Sexuality politics

Sharp readers may be wondering whether I am assuming heterosexuality to be ‘normal’, especially when I suggest that friends of the same sex might already be regular sleep-together-ers. On the contrary, I think homosexuality and bi-sexuality have a lot to add to this discussion.

I don’t have much time for stereotypes such as ‘homosexuals are more promiscuous’. But I do suspect that when people have already had to wade (or fight) through a certain amount of ‘traditional’ morality to find out where their own sexuality lies, they have often learnt to take that morality with a pinch of salt. I think it’s easier for heterosexuals to get into a relationship and then just stay there indefinitely, for better or worse, because society tells us all that this is normal. Being normal doesn’t appeal to everyone, but it does make life a lot easier, and all creatures are lazy.

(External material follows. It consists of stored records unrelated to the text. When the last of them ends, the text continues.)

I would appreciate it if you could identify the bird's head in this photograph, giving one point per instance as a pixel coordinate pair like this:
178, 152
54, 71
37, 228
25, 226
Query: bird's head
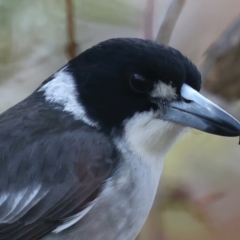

Bisexual, homosexual and heterosexual are all labels that we would not need to use if we were genuinely free to love, have sex with, and sleep with whoever we wanted. We do not need to identify as bisexual simply so that the correct group of potential sexual partners can identify us as potential sexual partners. We identify as bisexual in the hope that other people will not get confused by our behaviour and harass or intimidate us for not being what they thought we were.

Once society really gets that many people are not straight, we will be far less likely to assume that friends of the same sex are never going to be sexually attracted to us. When that finally sinks in, perhaps we will be less likely to assume that friends of the opposite sex are going to be sexually attracted to us as soon as we step into their personal space. Will we live to see that day? You decide.